This is according to panellists speaking at the Consumer Goods Council of South Africa (CGCSA) Summit 2014, on the importance of small and medium enterprises (SMEs) including informal businesses.

Dr Mlenga Jere, a senior lecturer at the Graduate School of Business, pointed out that research conducted in 2010 by non-profit organisation Finmark Trust indicated that there are around six million small businesses in South Africa, with the majority of them being informal.

(READ MORE: S.Africa's SME space turns a new leaf)

Seventy-nine per cent of small businesses are in the retail sector while 21 per cent are in services-related sectors.

“SMEs offer over 11.6 million employment opportunities. They are a significant player that we need to pay attention to,” said Jere.
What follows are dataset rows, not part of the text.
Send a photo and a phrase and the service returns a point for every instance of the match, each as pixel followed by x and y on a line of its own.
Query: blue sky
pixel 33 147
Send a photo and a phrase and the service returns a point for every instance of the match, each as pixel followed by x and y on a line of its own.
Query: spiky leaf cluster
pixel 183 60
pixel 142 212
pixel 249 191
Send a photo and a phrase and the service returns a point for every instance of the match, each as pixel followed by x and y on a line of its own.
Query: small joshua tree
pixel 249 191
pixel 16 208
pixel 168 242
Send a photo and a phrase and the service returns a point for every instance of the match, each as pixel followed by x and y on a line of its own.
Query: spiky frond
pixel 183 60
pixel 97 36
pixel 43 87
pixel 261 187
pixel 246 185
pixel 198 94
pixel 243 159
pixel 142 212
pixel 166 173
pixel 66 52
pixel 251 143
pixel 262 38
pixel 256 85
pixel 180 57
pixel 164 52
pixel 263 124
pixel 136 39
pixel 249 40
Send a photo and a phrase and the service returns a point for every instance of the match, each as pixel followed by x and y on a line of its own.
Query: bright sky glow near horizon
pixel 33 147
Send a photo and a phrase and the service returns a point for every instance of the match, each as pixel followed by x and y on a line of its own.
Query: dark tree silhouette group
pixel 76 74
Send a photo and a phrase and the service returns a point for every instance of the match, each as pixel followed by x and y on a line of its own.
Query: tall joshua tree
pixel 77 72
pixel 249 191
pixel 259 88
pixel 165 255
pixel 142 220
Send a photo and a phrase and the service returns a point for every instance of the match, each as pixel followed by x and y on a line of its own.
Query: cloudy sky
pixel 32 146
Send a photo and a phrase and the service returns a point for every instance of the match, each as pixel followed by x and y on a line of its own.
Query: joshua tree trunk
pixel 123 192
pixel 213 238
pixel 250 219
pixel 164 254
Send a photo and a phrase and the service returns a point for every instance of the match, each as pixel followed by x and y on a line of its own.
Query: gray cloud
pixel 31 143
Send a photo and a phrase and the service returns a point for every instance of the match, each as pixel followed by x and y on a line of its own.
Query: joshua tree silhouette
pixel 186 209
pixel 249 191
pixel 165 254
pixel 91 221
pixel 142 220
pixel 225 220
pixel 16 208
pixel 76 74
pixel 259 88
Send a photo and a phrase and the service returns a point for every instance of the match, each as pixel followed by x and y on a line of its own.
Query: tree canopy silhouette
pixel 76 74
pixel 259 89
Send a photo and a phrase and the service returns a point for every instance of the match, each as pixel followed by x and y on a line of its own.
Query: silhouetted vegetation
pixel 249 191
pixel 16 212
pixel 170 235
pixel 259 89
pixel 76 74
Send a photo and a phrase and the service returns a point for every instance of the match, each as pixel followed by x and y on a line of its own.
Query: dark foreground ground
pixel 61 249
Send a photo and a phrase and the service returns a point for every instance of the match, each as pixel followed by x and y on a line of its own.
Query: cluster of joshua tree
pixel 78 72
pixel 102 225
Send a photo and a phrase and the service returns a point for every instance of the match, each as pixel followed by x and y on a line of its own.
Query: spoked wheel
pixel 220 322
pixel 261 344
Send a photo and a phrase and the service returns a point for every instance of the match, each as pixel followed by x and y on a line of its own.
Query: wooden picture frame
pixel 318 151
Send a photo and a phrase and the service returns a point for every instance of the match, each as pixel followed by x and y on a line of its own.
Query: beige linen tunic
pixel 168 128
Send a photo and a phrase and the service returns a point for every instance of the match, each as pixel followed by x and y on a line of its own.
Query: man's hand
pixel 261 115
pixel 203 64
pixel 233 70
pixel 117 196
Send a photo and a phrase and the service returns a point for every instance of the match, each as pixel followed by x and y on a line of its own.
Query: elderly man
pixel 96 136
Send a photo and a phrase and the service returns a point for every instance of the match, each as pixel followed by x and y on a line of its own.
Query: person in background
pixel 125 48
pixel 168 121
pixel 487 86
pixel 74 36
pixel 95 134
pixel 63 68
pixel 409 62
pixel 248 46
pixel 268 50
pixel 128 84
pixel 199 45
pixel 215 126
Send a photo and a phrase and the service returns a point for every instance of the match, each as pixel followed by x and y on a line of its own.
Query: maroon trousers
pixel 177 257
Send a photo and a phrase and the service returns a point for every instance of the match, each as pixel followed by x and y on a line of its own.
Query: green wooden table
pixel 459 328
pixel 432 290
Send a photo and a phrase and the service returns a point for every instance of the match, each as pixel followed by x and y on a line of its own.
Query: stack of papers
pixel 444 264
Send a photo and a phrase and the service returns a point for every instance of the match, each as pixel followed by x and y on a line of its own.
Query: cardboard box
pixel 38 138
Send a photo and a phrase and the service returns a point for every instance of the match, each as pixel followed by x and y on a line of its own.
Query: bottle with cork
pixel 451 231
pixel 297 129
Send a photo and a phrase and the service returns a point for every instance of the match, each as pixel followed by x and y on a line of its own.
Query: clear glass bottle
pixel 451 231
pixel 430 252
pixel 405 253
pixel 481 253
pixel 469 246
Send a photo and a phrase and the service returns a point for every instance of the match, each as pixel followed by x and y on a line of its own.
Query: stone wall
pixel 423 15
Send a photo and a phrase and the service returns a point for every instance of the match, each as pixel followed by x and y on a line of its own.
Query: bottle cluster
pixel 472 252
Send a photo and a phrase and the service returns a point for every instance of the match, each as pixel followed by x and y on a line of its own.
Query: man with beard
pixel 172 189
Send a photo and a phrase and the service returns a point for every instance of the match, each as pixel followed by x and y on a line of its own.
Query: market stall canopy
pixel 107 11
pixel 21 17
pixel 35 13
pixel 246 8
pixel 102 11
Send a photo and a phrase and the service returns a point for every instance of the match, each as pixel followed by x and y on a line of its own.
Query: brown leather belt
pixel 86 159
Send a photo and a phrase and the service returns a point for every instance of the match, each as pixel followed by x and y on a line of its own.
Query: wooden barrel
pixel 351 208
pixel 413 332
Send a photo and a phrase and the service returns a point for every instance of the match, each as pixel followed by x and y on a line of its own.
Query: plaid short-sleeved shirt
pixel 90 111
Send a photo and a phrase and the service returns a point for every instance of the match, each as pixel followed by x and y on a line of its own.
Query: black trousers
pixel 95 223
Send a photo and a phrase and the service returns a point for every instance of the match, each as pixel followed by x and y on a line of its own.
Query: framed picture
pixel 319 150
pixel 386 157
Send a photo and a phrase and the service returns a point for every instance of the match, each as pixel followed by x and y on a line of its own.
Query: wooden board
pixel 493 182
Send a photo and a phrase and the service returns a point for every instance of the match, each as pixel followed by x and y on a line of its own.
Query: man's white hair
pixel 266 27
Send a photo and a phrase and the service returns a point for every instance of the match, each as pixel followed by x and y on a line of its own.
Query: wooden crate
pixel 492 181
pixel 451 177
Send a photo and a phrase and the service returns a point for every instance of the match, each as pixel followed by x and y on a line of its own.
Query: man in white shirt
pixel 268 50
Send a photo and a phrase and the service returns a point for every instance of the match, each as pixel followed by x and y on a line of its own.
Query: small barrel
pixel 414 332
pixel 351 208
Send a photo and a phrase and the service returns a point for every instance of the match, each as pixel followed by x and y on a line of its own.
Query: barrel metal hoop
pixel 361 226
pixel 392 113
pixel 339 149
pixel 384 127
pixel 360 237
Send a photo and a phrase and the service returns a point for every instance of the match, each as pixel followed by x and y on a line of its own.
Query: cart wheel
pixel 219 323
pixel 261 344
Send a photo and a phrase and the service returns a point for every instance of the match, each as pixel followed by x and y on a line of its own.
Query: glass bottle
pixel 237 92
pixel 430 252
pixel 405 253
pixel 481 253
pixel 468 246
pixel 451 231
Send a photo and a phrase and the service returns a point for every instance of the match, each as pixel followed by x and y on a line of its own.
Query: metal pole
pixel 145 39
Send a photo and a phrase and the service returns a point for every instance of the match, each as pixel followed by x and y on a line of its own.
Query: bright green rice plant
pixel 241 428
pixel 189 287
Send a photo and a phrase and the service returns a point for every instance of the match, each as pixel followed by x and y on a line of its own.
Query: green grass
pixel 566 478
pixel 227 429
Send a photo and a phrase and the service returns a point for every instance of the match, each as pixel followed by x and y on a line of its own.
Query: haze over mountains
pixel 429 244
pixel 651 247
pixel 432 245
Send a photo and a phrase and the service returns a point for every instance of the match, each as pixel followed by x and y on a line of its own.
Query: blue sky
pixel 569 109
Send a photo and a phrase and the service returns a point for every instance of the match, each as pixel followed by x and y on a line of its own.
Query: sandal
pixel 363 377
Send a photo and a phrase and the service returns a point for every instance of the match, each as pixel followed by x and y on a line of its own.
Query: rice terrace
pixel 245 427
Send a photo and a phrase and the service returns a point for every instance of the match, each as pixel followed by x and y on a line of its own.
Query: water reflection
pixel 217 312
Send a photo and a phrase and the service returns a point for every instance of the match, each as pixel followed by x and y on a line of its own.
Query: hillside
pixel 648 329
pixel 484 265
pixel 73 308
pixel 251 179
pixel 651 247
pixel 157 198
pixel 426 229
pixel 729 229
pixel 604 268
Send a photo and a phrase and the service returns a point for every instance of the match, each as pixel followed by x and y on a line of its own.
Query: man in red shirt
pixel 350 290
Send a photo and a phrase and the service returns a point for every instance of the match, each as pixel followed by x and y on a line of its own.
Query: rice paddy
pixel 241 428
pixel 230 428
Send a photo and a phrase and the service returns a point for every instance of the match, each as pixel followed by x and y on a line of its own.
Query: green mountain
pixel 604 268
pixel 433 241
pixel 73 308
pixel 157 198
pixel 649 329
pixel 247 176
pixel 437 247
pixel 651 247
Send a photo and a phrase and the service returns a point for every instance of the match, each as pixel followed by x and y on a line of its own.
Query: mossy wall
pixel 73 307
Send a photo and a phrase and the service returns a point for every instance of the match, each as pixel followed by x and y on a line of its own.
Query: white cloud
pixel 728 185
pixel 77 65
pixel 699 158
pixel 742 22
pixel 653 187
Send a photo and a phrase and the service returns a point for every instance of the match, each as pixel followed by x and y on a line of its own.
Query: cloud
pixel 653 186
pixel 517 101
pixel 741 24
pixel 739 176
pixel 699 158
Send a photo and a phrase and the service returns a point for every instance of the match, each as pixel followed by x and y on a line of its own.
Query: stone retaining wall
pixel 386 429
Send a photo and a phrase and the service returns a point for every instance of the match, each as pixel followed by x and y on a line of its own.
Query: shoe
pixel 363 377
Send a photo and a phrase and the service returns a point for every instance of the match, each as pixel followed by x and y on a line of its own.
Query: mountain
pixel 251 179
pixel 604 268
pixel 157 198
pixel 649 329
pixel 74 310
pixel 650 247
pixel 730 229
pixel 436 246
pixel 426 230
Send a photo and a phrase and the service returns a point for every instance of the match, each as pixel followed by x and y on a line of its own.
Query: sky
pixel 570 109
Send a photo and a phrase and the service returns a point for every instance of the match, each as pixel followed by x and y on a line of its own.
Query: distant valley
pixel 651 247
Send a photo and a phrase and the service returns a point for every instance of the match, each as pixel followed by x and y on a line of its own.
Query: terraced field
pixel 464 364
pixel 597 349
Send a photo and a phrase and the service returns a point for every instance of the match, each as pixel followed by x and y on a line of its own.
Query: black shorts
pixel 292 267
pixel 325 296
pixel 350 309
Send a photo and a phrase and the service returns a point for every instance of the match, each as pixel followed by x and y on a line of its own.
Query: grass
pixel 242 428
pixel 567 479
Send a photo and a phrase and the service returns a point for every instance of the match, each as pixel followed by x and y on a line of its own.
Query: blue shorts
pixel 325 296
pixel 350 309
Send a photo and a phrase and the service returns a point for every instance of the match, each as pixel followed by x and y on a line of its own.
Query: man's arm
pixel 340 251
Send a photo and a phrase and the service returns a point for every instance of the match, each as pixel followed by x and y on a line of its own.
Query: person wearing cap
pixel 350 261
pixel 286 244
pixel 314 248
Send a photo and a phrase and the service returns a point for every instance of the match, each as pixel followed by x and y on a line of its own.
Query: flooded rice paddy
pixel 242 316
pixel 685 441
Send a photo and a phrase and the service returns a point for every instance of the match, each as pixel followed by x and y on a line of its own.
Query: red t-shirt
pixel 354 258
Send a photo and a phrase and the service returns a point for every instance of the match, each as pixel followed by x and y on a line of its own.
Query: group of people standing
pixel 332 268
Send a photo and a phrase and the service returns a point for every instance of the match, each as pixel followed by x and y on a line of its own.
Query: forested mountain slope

However, according to a survey he conducted of 18 participants from small business support institutions and 26 from the small-scale business sector, this industry continues to face a number of challenges.

SMEs suffer from a lack of financial support and access to markets, an increase in competition and consumer demands, skills shortages and an unsustainable business model.

“We need to talk a lot more to these business people so they can evolve. We need to get small business owners and informal traders to discuss with big institutions their challenges and how to overcome them,” he explained.

James Sibeko, managing member of Jabatha Paper & Stationery added that informal traders don’t think out of the box.

“Currently the status quo with SMEs or informal traders is that they sell products in one street to the same market and don’t think of collaborating, creating better prices and selling as one large shop,” he explained.

He said that education is therefore important in order to get small-business owners to implement better, more effective business models.  

“Some businesses grow their companies to a point where it is only viable to look after their families; they don’t take into account expansion strategies and creating more jobs for others.”